THOUGHTS ON COMPUTING IN THE CDF TRAILERS IN RUN II

08 August 1999 - Stefano Belforte - INFN Trieste

I am sorry not being able to be at Fnal to discuss this in person,
I really think this is a very important issue.
In particular us italians, with our limited connectivity to the US internet,
have come to depend very heavily on being able to effectively use computing
resources at the lab, and regard the trailer workstations with great hopes.
So, even if it took me some time to be up to speed, I would lik
now to share my opinions with you after what I heard friday.

It took me a long time, but in the end I understand that is not at
all clear to me what really the "centralised system" is, is it defined
by a central disk pool with no local disks ? Is it defined by central
password file (Yellow Page like) vs. 200 independent authorization files ?
Is it defined by central system files, versus tools being installed
indipendently on each machine ? Is it central disk for code versus code
distribution to 200 nodes (I hope we never come to the need to install
the offline pacakge and/or database on each linux box !!!).
Is it like the reconstruction farm ?

Rather then trying to sort that out, I will try to come to some
conclusions by looking at hard facts.
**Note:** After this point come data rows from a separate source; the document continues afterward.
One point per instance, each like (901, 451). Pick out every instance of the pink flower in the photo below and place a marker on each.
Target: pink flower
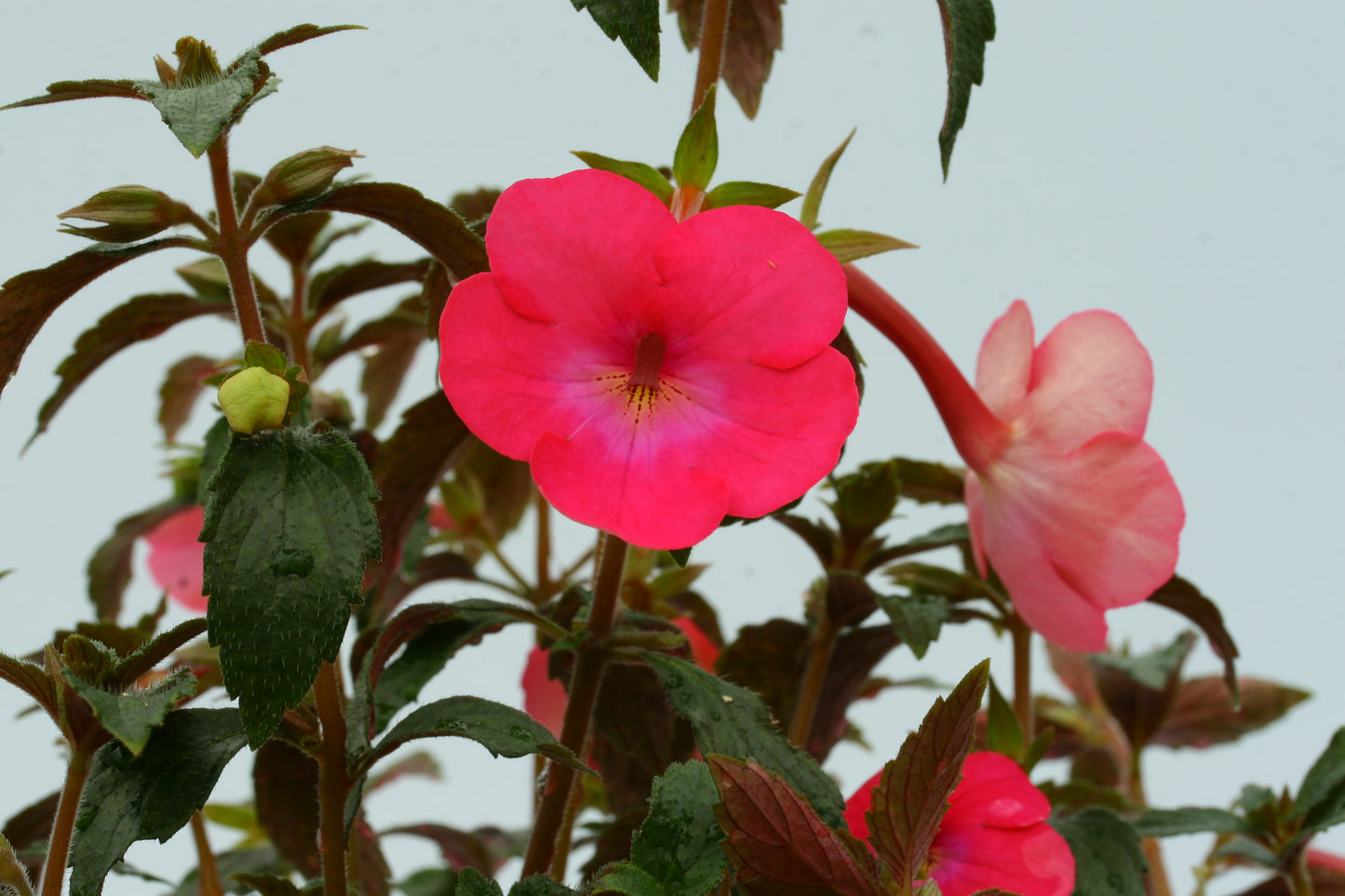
(993, 836)
(655, 374)
(177, 558)
(1069, 503)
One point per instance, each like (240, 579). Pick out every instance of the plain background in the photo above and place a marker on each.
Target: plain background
(1178, 163)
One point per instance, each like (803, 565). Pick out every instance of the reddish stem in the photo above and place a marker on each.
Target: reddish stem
(978, 435)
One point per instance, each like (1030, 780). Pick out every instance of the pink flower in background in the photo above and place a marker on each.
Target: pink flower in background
(177, 558)
(993, 836)
(1069, 503)
(655, 374)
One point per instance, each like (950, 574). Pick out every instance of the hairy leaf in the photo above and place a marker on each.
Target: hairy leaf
(288, 528)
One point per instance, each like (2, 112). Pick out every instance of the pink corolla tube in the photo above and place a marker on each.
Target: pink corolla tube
(1069, 503)
(993, 836)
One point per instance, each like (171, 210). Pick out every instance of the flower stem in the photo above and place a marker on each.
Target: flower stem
(543, 853)
(208, 871)
(978, 435)
(63, 826)
(232, 247)
(715, 24)
(332, 781)
(814, 677)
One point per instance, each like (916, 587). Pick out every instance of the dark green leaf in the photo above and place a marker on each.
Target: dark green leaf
(288, 528)
(813, 198)
(698, 148)
(848, 245)
(29, 299)
(912, 796)
(130, 717)
(967, 26)
(746, 193)
(153, 796)
(502, 729)
(647, 177)
(1107, 856)
(733, 721)
(635, 21)
(136, 320)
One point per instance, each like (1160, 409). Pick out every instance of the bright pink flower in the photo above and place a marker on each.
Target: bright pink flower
(993, 836)
(655, 374)
(177, 558)
(1069, 503)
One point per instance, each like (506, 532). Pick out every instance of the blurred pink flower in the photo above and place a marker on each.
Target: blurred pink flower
(177, 558)
(656, 374)
(993, 836)
(1069, 503)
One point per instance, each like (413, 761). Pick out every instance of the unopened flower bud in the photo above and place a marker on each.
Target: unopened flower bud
(253, 400)
(302, 177)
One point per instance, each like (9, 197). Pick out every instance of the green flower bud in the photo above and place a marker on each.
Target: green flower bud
(254, 400)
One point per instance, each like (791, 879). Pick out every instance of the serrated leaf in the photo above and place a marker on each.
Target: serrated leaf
(288, 528)
(746, 193)
(29, 299)
(139, 319)
(153, 796)
(849, 245)
(733, 721)
(1107, 856)
(647, 177)
(635, 21)
(912, 796)
(967, 26)
(132, 717)
(775, 838)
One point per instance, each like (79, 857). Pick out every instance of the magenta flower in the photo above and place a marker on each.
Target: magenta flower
(1069, 503)
(655, 374)
(177, 558)
(993, 836)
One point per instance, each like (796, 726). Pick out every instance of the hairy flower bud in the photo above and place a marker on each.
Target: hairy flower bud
(253, 400)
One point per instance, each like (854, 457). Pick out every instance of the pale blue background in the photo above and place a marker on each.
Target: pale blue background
(1178, 163)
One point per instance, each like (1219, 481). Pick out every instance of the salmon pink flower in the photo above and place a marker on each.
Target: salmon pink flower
(1069, 503)
(177, 558)
(656, 374)
(993, 836)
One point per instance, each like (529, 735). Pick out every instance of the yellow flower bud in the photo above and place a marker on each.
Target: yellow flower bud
(254, 400)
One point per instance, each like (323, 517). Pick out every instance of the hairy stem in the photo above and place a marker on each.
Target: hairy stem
(232, 247)
(715, 26)
(63, 826)
(332, 781)
(589, 665)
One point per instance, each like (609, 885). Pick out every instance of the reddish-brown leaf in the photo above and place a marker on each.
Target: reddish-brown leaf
(779, 844)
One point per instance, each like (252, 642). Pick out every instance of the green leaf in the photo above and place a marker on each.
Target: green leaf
(1107, 856)
(733, 721)
(635, 21)
(502, 729)
(136, 320)
(848, 245)
(746, 193)
(698, 148)
(912, 796)
(29, 299)
(153, 796)
(132, 717)
(677, 849)
(288, 528)
(967, 26)
(916, 619)
(647, 177)
(813, 198)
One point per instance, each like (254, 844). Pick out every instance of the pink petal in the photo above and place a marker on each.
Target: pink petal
(177, 558)
(1088, 376)
(1003, 367)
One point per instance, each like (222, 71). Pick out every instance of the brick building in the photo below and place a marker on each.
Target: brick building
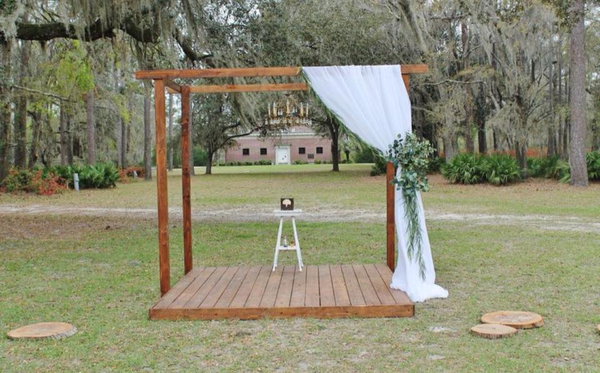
(297, 143)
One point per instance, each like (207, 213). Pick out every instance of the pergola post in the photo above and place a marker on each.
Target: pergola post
(161, 186)
(390, 172)
(390, 189)
(185, 178)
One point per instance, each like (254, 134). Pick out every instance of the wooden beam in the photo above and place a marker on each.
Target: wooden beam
(248, 88)
(185, 179)
(244, 72)
(390, 172)
(172, 87)
(161, 187)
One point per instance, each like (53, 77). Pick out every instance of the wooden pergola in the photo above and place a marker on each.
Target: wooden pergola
(250, 293)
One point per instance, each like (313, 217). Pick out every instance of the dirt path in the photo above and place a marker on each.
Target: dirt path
(254, 213)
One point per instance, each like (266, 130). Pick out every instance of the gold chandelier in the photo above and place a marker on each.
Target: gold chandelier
(286, 113)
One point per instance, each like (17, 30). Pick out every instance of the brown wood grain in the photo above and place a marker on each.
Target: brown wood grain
(186, 184)
(251, 293)
(284, 294)
(215, 293)
(339, 286)
(176, 290)
(386, 275)
(244, 72)
(299, 288)
(326, 286)
(244, 292)
(197, 299)
(191, 290)
(161, 187)
(232, 288)
(259, 287)
(312, 287)
(354, 292)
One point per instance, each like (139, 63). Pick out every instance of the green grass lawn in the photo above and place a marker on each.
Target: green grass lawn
(101, 274)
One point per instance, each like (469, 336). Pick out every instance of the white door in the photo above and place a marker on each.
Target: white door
(282, 155)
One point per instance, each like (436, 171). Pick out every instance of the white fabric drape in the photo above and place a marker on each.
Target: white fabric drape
(373, 103)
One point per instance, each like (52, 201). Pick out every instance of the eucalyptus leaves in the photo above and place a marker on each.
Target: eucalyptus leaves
(411, 156)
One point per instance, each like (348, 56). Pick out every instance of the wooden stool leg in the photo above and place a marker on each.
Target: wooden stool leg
(298, 252)
(278, 243)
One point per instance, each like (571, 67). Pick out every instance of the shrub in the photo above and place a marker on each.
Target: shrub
(100, 175)
(501, 169)
(435, 165)
(38, 182)
(593, 164)
(465, 169)
(366, 155)
(379, 167)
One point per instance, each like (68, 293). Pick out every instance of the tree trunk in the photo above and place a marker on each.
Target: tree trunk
(20, 157)
(36, 127)
(90, 127)
(147, 138)
(62, 128)
(579, 175)
(170, 139)
(5, 111)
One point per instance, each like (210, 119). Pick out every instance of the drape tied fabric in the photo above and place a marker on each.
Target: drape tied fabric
(373, 103)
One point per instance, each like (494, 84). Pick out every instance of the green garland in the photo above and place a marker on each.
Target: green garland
(411, 156)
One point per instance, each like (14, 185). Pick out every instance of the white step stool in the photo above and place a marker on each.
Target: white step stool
(287, 214)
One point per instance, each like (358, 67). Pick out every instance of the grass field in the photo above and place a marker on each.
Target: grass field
(101, 274)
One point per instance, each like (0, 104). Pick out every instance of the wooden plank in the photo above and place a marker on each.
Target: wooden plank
(299, 289)
(390, 173)
(244, 72)
(259, 288)
(189, 292)
(339, 286)
(215, 294)
(205, 289)
(268, 298)
(312, 287)
(176, 290)
(249, 88)
(218, 73)
(326, 286)
(284, 294)
(366, 286)
(186, 183)
(242, 295)
(232, 288)
(381, 288)
(172, 87)
(161, 187)
(354, 292)
(399, 296)
(282, 312)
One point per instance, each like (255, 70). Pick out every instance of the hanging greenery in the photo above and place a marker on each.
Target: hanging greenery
(411, 155)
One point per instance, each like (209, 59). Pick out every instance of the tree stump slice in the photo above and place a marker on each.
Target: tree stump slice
(493, 331)
(43, 330)
(516, 319)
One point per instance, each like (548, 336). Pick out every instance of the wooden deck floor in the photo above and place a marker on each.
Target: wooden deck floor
(325, 291)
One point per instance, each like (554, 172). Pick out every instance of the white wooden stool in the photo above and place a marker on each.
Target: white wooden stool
(279, 247)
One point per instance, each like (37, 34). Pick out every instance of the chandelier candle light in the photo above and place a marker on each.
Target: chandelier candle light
(289, 113)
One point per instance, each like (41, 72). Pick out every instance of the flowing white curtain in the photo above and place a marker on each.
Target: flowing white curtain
(373, 103)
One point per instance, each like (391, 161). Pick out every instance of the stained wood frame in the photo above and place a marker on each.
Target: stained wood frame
(163, 81)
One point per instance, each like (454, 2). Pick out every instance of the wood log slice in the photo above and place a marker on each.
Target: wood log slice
(43, 330)
(516, 319)
(493, 331)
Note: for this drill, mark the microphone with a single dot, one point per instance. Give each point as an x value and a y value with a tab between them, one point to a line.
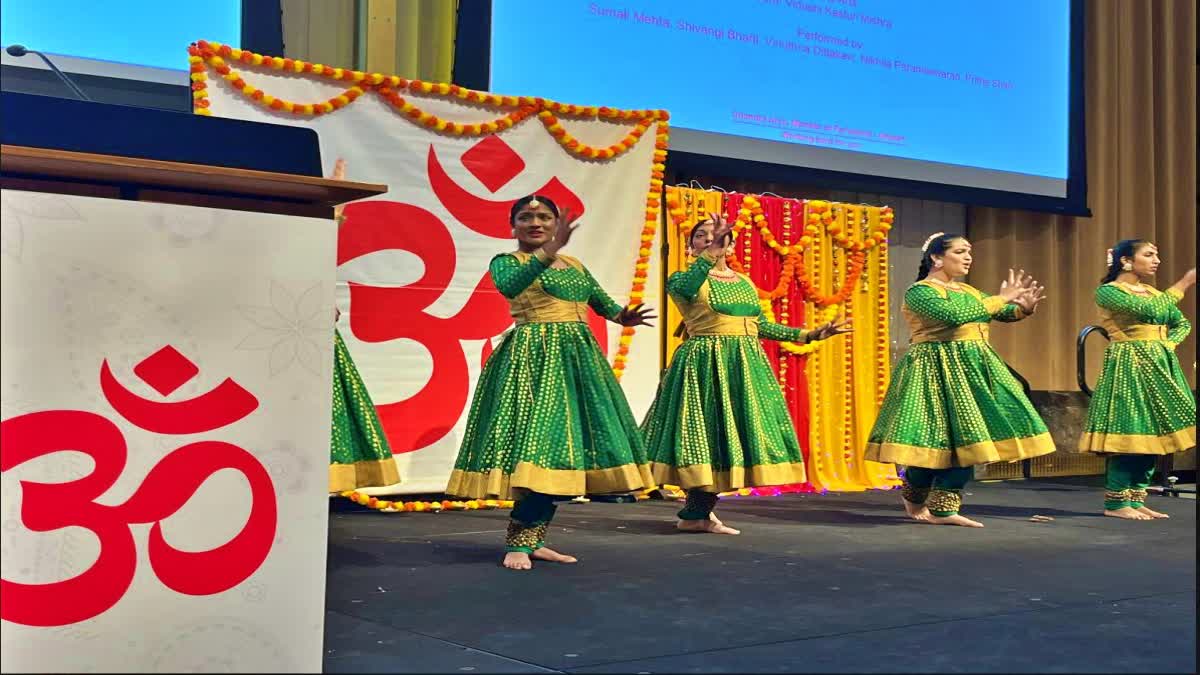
21	51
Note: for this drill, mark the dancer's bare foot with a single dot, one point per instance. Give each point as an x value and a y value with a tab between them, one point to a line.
916	512
1151	512
957	519
553	556
517	560
712	525
1127	513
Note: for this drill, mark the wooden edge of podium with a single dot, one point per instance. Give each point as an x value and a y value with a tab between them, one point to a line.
155	180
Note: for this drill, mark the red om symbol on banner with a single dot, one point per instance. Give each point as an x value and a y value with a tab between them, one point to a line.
47	507
383	314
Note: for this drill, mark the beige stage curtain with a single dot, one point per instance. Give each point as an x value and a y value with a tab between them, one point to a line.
412	39
425	31
322	31
1141	163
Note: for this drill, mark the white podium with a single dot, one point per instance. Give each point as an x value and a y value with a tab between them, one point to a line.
166	388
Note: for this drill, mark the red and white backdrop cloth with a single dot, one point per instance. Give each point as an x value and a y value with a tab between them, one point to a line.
419	312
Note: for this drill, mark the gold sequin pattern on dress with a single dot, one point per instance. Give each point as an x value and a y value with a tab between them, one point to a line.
943	501
1143	402
720	420
913	495
547	413
954	402
521	536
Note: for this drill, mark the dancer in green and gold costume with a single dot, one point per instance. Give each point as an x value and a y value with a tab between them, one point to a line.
719	422
952	402
359	455
549	419
1143	406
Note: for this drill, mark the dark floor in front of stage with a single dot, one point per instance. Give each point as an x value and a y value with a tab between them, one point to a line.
815	584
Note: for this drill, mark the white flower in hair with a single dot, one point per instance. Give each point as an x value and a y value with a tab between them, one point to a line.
924	246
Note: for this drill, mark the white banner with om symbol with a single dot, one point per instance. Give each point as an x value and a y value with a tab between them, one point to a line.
419	314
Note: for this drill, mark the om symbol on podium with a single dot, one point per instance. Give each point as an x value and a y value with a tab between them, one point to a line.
169	484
And I will take two point of
views: one perspective is what we want to do in terms of data
access (the user point of view) the other what things may look like
from system management point of view.

Data access is sort of easy to put on firm ground, is really a matter
of bandwidth. 
The bottom line is always Stephan's one, I/O from data
storage to CPU is a bottleneck, the Central Analysis Facility (CAF ?)
is designed to deal with this via the Fiber Channel's promise to give
SCSI performance over LAN distances. But when we look at the trailers,
there is a very different picture. There are all these machines with
100Mbit/sec capbility connected by non-blocking fast switches to a
totally inadequate Gigagit Ehternet backbone. 10 PC accessing the network
at the same time and puf... everyting is stuck.
Unless something dramatic is done, the trailers are *not* a place where
PC's can use the network to access efficiently data that are "beyond
the switch they are connected to". And doing someting dramtic, would mean
to change the trailers into a computing center..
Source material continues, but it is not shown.